Выставка Морриса была открыта для зрителей с первого дня монтажа. Максимальное использование музейного пространства и структуры, публично продемонстрированное во время публичного процесса монтажа, также позволило выставке реализовать скульптуру в качестве труда, как инсталляцию, дающую потрясающе четкий и информативный текст о технической стороне, масштабные демонстрации системы рычага и шкива. Мастера, музейный персонал и художник транспортировали огромные элементы из цемента, дерева и стали, превращая лифт в гигантский шкив, поднимавший их до уровня выставочного зала, пока масса посетителей, вооруженных магнитофонами, кинокамерами и фотоаппаратами, фиксировали их работу под руководством художника. Неделя монтажа и последовавших изменений конструкций во время работы выставки сформировали единый «Проект в развитии — с ежедневными изменениями».

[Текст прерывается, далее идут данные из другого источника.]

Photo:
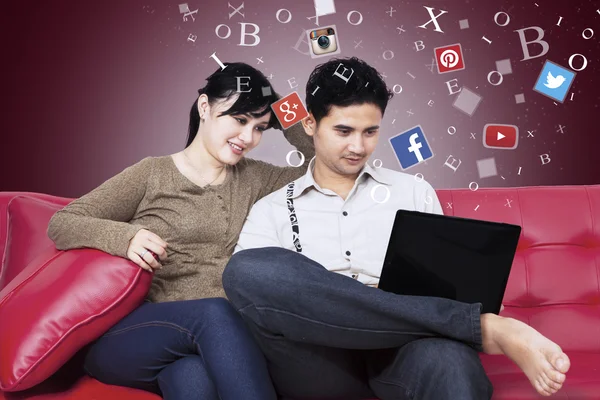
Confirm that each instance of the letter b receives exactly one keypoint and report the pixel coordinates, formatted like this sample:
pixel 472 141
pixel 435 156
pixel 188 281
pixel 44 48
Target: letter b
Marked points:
pixel 524 42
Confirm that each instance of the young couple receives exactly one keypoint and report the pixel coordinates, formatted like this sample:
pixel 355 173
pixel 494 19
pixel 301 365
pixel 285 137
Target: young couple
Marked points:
pixel 306 320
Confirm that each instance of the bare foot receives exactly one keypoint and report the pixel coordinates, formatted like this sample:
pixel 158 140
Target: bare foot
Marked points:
pixel 541 360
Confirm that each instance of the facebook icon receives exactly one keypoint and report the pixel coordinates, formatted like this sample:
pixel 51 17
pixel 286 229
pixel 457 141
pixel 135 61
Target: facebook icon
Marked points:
pixel 411 147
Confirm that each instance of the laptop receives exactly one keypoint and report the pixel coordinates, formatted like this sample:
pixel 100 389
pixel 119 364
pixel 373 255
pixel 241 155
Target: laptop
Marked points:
pixel 457 258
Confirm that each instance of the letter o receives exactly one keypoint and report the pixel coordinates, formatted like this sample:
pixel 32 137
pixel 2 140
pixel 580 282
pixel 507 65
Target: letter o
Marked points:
pixel 359 20
pixel 387 196
pixel 279 13
pixel 490 78
pixel 496 18
pixel 228 31
pixel 287 158
pixel 571 62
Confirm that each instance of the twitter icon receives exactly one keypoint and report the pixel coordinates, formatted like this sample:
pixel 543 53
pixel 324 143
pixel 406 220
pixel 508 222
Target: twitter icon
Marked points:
pixel 554 81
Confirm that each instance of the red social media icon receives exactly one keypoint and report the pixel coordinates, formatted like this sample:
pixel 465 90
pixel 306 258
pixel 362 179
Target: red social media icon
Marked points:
pixel 499 136
pixel 289 110
pixel 449 58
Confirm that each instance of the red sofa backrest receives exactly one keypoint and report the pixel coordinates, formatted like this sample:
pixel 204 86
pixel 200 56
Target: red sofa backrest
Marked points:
pixel 554 283
pixel 555 280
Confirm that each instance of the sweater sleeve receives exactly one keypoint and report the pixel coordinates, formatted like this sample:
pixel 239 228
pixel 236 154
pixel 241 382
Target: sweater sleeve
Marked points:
pixel 273 177
pixel 100 219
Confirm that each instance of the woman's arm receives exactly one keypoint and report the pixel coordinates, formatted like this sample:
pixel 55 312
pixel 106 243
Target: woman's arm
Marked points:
pixel 100 219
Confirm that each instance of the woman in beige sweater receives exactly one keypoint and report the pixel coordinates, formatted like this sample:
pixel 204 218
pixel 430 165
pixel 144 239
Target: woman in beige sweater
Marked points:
pixel 179 217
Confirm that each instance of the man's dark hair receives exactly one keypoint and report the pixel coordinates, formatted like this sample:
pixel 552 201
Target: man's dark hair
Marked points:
pixel 365 85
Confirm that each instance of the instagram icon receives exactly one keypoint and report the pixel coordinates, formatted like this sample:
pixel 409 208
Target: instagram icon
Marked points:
pixel 449 58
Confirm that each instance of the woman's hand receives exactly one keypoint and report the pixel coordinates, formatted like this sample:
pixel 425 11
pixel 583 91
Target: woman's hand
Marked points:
pixel 146 249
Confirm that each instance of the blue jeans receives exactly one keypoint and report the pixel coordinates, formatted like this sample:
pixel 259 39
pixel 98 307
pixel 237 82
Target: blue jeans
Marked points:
pixel 327 336
pixel 183 350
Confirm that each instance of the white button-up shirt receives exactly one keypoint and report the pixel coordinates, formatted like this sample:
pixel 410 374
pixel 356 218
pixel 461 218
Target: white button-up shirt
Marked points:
pixel 349 236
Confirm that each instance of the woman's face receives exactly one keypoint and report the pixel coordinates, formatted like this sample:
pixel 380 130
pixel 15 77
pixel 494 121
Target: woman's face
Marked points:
pixel 229 137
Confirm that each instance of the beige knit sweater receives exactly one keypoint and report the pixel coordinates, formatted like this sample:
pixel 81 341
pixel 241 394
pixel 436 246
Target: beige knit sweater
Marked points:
pixel 201 225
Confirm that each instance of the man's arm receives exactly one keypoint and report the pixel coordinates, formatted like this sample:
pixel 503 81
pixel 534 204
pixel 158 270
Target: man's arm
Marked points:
pixel 259 229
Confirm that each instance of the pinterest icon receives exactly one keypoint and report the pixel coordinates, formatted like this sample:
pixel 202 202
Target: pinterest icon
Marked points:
pixel 449 58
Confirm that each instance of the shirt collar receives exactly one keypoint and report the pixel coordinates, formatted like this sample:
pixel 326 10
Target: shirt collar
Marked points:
pixel 308 179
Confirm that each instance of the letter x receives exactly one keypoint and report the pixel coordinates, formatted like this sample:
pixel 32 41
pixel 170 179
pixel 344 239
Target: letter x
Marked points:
pixel 236 10
pixel 433 19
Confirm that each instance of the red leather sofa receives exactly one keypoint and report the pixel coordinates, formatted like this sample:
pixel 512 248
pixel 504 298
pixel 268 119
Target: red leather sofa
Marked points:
pixel 554 286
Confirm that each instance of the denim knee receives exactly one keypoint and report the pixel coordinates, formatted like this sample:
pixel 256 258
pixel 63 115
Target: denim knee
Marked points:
pixel 187 378
pixel 450 361
pixel 217 309
pixel 251 267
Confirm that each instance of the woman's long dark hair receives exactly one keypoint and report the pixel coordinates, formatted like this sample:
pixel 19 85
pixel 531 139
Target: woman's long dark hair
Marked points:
pixel 223 84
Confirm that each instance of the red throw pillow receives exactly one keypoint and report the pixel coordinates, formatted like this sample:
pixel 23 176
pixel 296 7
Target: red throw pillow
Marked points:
pixel 26 238
pixel 60 302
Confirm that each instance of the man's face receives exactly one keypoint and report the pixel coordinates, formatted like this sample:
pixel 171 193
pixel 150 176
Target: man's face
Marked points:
pixel 346 137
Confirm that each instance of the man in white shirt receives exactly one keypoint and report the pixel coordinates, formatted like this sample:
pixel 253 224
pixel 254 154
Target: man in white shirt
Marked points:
pixel 308 260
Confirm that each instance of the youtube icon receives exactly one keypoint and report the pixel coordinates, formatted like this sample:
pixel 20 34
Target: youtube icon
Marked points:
pixel 500 136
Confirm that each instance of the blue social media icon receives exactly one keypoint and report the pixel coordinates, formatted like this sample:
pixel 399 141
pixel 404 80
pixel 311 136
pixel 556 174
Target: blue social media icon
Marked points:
pixel 411 147
pixel 554 81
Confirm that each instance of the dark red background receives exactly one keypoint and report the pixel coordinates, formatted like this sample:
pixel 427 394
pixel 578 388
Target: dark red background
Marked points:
pixel 90 87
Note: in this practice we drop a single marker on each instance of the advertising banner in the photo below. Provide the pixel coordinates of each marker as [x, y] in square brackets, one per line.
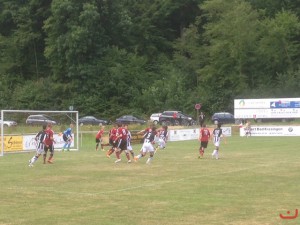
[273, 131]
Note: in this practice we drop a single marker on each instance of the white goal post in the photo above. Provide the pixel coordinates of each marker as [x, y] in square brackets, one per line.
[19, 137]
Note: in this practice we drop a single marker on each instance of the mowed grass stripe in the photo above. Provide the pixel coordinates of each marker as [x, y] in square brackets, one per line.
[254, 180]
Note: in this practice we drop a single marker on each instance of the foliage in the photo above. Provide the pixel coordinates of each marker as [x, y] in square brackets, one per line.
[108, 58]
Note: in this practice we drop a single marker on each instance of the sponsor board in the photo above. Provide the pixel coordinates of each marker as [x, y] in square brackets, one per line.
[273, 131]
[192, 134]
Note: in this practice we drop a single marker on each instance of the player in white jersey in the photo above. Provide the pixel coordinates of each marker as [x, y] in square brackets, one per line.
[39, 138]
[148, 145]
[129, 147]
[163, 137]
[217, 135]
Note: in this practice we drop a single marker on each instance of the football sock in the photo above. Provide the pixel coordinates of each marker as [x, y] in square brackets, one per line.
[34, 158]
[149, 159]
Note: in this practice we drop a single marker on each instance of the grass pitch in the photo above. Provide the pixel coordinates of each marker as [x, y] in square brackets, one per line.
[255, 180]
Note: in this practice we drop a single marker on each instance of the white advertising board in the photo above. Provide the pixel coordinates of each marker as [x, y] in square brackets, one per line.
[192, 134]
[273, 131]
[267, 108]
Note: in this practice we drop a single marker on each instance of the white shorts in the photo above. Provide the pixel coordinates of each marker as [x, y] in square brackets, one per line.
[40, 148]
[129, 147]
[147, 147]
[217, 143]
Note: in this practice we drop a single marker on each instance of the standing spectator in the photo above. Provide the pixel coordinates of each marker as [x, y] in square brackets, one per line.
[148, 146]
[217, 135]
[49, 144]
[112, 136]
[204, 136]
[67, 137]
[39, 138]
[201, 119]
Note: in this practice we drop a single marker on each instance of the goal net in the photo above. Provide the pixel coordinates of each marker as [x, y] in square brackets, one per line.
[19, 127]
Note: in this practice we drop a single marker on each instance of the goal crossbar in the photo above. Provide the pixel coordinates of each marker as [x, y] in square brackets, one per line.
[39, 112]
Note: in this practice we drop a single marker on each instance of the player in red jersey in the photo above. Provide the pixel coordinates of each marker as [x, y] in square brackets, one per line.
[204, 136]
[49, 141]
[112, 140]
[99, 138]
[122, 143]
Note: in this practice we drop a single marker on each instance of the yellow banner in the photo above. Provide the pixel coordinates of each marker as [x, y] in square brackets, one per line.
[12, 143]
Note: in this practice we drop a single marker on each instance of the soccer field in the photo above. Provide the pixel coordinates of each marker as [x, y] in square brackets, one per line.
[255, 180]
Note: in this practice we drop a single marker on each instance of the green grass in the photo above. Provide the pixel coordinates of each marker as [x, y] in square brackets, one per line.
[254, 181]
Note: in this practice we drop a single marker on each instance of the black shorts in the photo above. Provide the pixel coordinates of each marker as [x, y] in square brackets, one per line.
[50, 148]
[122, 144]
[66, 138]
[204, 144]
[112, 143]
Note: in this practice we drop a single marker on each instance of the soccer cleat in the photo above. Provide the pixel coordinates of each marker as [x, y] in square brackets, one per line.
[118, 160]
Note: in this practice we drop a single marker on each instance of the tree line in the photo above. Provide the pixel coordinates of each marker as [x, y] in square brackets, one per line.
[108, 58]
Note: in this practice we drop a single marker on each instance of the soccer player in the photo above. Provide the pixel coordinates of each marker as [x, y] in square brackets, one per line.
[163, 137]
[49, 144]
[122, 143]
[112, 140]
[67, 137]
[217, 135]
[99, 138]
[39, 138]
[129, 147]
[247, 129]
[148, 146]
[204, 136]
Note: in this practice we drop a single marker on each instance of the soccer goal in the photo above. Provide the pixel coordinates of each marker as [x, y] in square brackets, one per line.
[19, 127]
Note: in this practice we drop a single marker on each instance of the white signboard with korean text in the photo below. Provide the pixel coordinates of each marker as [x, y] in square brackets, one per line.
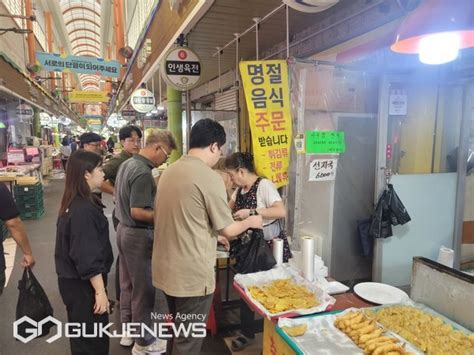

Работа Райнер, представленная в музее Уитни той весной, была новым и значительно более продолжительным исследованием материала, который она в марте предыдущего года показывала в Институте Пратта. Перформансы, менявшиеся каждый вечер, опирались на несколько списков. Первый обозначал формы активностей, возможных в перформансе. Среди этих форм, перечисленных в программке, были репетиции, обучение, генеральная репетиция, тренировка, расстановка меток, непредвиденные ситуации, а также общая категория спонтанного и неотрепетированного или срежиссированного действия. Второй список анализирует уровни реальности перформанса: первичный, когда оригинальные материалы исполняются в индивидуальном стиле; второй, когда исполняют чей-то материал в стиле, приближающемся к оригиналу, или работая в известном стиле или «жанре»; и, в-третьих, когда исполняют чей-то еще материал в стиле, совершенно отличном от оригинала или ему несоответствующем. В этом перформансе, как и в предшествующих ему работах, предпочитаемые уровни указывались как Б и В (где В пользовался неким преимуществом), гарантируя максимальную дистанцию от подражательного. Различия между профессиональными и любительскими жестами и поведением, заметные у опытных и неопытных перформансистов, быстро размываются. Разработка программы, способа, при котором она направлена на выражение озабоченности и процессов, непредвиденных обстоятельств, формирующих перформанс, сильно влияет на опыт и воспоминание о работе, управляет ей и побуждает к анализу произведения. Зачитываемые тексты, в основном, воспоминания актеров эпохи немого кино, накладывали уровень референции, отсылающей к прошлому, таким образом завершенный перформанс накладывался поверх перформанса, который рождался на наших глазах. И, наконец, список «ролей» и «метамышечных условий, видимых и невидимых, влияющих на физические трюки», давал перформансу эффект открытости. Вот краткий отрывок из длинного списка:
подросток
ангел
атлет
ребенок-аутист
Аннетт Майклсон
птица
Барбара Стрейзанд
Бастер Китон
гнев
выздоровление
безбрачие
запор
кататония
наркотическое опьянение
дисциплина
диарея.
В «Проекте в развитии» можно найти значительную часть стратегий, использованных и трансформированных в кинофильме, который будет снят в 1972 году. Например, слова из этих списков выполняли функцию, близкую к функции титров или интертитров; однако, их расположение было оставлено на усмотрение зрителя. Титры, выведенные через проекцию или надписями на сцене, будут все чаще использоваться в перформансах 1972 года, в университете Хофстра и в музее Уитни, пока не примут переменную структурную функцию в «Жизни исполнителей».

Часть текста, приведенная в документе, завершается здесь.